Sawyer is enough of an idealist (or enough of a Heinleinian) that humanity couldn’t possibly be threatened by the intellectual offspring of the super-brainy Decter family, and Webmind indeed does seem to be quickly developing as a benevolent AI. But it’s precisely that threat that provides most of the conflict in the book: the assumed threat that Webmind might pose.
There are other threats, some fleeting, some just ramping up. There’s the ongoing legal battle over Hobo (and his eventual interaction with Webmind, which I’ve been expecting since early in the first book). Caitlin’s celebrity status can only put her in greater danger if her relationship with Webmind becomes known. And the Decters’ position as US citizens living in Canada makes them targets of both countries’ governments when their involvement with Webmind comes to light. Add in boy troubles for Caitlin, father Decters’ autism, a bully who thinks Caitlin is his girl, and the intrigue seems to be bubbling along.
Caitlin and Webmind (and Caitlin and her other friends) have some fascinating, very in-depth discussions on religion, philosophy, and more, but they didn’t ring very true to me as I was reading. They didn’t feel right from a 16-year-old girl. Indeed, if I had written this review two weeks ago, I would have said Caitlin was far too advanced to be who she is. But then I had a visit from my 16-year-old cousin. We spent (among other things) a wonderful day wandering through the Metropolitan Museum of Art, talking about the art, and other things. And I realized Caitlin is entirely possible, because she reminds me quite a bit of my cousin.

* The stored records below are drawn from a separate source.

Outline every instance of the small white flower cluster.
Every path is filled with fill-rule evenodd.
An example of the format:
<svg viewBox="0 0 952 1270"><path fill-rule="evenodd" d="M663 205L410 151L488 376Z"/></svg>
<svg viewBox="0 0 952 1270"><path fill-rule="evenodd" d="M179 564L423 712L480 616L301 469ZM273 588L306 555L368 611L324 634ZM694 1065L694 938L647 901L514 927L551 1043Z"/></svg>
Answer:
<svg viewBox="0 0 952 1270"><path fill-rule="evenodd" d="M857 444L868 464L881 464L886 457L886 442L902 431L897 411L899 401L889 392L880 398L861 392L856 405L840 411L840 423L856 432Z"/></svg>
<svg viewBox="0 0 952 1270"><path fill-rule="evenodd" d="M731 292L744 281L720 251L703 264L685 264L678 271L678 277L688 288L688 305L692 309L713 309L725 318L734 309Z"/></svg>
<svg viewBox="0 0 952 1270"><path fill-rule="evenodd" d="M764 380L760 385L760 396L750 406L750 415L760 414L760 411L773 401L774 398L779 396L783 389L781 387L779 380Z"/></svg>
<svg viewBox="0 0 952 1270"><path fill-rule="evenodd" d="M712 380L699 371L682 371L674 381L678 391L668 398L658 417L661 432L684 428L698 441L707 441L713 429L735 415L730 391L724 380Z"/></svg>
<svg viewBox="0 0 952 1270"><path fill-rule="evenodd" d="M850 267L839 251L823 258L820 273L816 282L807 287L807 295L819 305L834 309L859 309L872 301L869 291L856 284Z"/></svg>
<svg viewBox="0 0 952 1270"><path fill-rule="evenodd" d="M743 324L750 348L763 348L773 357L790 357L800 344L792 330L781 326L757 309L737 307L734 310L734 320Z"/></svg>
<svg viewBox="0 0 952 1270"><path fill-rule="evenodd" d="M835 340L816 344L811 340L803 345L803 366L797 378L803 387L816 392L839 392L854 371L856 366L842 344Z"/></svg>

As with many trilogies, this middle volume seems to have less of an ending than the first book (or than we expect the third book will). But the story contained within these covers is good and satisfying, so I don’t feel I’ve been left hanging. Sawyer’s books all seem to be very easy, fast reads: he doesn’t let flowery prose get in the way of telling a good story. Rather, he tells it simply and coherently, keeping the reader involved right up to the end. My biggest problem with this book is that I’ll have to wait another year to get the final chapter in this story.
After having been so caught up in the story, it’s only upon later reflection that I’ve started wondering just how soon we’ll have to deal with a real-world Webmind. Like the best science fiction, WWW: Watch may not be predicting the future, but it certainly is presenting potential scenarios that bear much thought and planning before they play out before us.